The Pew Research Center released the results of a poll on free speech and censorship Thursday, and the numbers are terrifying: 55 percent of U.S. adults think the federal government should restrict false information on the internet. What’s even more surprising is how quickly attitudes are changing—in an identical poll in 2018, only 39 percent of respondents expressed such views.
Not surprisingly, Democrats are far more supportive of censorship than Republicans, with an eye-opening 70 percent agreeing with the statement, “U.S. govt. should take steps to restrict false information online, even if it limits freedom of information.” Only 40 percent of Dems supported that statement in 2018, which shows you just how radically the party has changed in recent years.
Author Alex Berenson wrote in his Substack Saturday:
The poll had almost no good news.
Younger adults favored free speech slightly more than those over 50, but they have shifted against it even faster than older adults in the last five years, probably because they tend to lean to the left.
The poll did not examine the reasons why views have shifted so far so fast. But presumably endless alarmism about the dangers of “misinformation” and “disinformation” by left-leaning media outlets has been a huge factor.
Berenson is all too familiar with censorship—he was banned from Twitter during the COVID pandemic because he questioned many of the government’s responses and was especially critical of the mRNA vaccines. He was only re-instated after Elon Musk took over.
Since then, we have learned that the Biden administration undertook a systematic campaign to get him censored on social media. This is what so many Americans are apparently supportive of? I don’t know of a single fact that Berenson got wrong (excluding the occasional mistake he corrected), but the censorship was not about the facts—it was about the narrative, which didn’t fit the Biden-Fauci line.
Two institutions that should be fighting for free speech the hardest, Congress and the press, are actually doing the opposite lately. Democrats in the House ludicrously tried to censor Democratic presidential candidate RJK Jr.—in a hearing about government censorship. You can’t make this stuff up.

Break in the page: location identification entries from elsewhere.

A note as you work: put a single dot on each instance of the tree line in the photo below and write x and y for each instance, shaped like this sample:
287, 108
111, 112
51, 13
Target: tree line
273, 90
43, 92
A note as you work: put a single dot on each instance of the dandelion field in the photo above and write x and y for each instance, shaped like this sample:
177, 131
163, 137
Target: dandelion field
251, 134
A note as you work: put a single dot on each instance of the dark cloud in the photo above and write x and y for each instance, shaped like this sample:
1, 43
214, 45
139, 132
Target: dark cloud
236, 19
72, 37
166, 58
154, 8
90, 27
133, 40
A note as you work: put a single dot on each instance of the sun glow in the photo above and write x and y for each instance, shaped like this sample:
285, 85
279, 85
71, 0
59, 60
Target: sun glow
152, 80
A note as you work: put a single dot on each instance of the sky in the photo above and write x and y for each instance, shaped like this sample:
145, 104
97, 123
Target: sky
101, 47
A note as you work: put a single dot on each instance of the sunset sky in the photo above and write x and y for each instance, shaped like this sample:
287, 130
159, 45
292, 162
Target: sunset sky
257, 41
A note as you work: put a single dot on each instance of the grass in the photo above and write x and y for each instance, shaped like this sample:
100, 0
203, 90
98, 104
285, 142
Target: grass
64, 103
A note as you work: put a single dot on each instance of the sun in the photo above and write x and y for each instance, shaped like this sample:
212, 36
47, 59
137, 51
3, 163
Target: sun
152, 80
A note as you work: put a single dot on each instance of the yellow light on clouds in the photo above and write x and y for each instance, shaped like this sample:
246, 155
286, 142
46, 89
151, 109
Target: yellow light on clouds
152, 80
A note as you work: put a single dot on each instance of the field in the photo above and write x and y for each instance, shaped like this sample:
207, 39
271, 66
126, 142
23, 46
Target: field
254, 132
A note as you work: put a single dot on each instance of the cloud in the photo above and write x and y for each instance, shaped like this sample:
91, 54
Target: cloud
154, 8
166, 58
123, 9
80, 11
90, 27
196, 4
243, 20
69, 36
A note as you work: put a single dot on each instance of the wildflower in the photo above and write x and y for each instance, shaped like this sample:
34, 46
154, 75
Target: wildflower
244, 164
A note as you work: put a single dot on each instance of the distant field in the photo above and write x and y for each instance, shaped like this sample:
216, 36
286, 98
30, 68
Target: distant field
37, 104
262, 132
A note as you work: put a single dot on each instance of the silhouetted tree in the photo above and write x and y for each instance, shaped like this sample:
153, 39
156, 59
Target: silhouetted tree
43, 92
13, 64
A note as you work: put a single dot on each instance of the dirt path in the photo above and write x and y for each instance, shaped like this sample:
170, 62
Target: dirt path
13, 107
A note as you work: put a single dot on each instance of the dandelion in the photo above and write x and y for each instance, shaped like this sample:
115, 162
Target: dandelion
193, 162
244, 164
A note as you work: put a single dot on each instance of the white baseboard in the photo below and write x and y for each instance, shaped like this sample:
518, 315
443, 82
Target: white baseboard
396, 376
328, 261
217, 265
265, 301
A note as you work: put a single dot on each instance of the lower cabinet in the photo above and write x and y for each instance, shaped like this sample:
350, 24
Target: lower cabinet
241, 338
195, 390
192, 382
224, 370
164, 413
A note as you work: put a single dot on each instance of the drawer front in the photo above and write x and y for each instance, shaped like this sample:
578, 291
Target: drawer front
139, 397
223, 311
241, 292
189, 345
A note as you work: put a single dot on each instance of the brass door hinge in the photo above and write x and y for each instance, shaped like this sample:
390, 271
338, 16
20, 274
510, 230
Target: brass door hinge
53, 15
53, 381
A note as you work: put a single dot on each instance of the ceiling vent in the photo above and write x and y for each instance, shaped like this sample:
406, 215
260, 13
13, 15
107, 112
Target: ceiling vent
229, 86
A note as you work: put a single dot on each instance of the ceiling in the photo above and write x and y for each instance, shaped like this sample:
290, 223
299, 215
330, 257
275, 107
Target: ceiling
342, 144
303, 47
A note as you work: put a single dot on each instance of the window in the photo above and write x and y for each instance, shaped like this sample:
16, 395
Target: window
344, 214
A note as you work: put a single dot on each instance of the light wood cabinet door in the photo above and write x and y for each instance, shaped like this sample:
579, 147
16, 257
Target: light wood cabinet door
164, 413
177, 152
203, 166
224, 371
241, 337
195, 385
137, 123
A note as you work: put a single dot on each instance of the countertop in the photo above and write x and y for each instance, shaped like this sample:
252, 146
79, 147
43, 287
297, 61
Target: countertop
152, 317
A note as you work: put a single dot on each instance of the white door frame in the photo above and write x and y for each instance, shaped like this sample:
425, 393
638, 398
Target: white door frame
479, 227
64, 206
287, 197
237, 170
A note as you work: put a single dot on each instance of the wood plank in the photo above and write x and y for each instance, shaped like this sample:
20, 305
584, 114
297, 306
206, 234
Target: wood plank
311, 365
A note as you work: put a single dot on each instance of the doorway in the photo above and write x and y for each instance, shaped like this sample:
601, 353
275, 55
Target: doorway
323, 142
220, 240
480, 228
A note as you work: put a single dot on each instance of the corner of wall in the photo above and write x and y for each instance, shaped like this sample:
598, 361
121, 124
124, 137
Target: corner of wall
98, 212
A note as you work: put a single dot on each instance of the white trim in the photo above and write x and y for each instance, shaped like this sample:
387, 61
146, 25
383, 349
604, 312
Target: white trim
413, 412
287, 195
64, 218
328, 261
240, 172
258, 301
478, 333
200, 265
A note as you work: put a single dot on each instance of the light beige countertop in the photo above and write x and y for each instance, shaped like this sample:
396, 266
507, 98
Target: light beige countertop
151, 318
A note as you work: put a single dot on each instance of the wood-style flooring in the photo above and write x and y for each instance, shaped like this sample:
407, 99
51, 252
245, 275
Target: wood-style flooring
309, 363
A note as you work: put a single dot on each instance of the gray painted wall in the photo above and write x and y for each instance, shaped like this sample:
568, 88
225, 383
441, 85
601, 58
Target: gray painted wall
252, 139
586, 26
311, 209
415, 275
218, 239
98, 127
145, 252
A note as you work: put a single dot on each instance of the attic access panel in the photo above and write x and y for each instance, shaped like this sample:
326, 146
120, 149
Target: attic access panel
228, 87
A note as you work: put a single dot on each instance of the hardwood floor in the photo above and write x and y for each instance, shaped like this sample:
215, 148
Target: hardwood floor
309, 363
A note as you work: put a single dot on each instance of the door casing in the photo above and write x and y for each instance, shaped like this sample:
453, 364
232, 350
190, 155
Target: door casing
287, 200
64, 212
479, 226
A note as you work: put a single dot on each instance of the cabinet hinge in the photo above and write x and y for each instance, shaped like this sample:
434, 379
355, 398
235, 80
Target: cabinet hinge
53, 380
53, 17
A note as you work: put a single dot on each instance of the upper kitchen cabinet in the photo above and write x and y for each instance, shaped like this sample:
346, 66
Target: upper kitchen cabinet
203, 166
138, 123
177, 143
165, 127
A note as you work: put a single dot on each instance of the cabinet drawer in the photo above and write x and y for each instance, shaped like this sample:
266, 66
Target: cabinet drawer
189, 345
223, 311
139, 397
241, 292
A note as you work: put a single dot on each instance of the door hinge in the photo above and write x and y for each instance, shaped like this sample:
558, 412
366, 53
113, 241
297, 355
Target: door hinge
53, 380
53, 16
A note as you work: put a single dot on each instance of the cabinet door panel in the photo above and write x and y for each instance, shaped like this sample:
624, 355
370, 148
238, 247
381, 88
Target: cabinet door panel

The New York Times may be a far-left outfit, but unfortunately, it still wields enormous influence. Here’s the garbage they wrote in discussing the RFK appearance:
Despite the theater, the hearing raised thorny questions about free speech in a democratic society: Is misinformation protected by the First Amendment? When is it appropriate for the federal government to seek to tamp down the spread of falsehoods?
Answer: it is almost never appropriate for the government to police people’s opinions. The other problem with this line of thinking was exposed during the pandemic—who gets to define what is misinformation? As we discovered, the administration pressured social media companies to censor anything they didn’t like, information that later often turned out to be true. Meanwhile, the CDC, Fauci, and Biden spread so many false “facts” that it became almost impossible to keep up with them.
So who’s the arbiter, the Orwellian-sounding “Disinformation Governance Board?” Luckily that terrible idea died a quick death before it even really got off the ground, but will they just bring it back with a less-scary name?
As Berenson wrote, the poll has almost no good news. It does remind us again, however, that we must keep fighting to protect free speech in this country.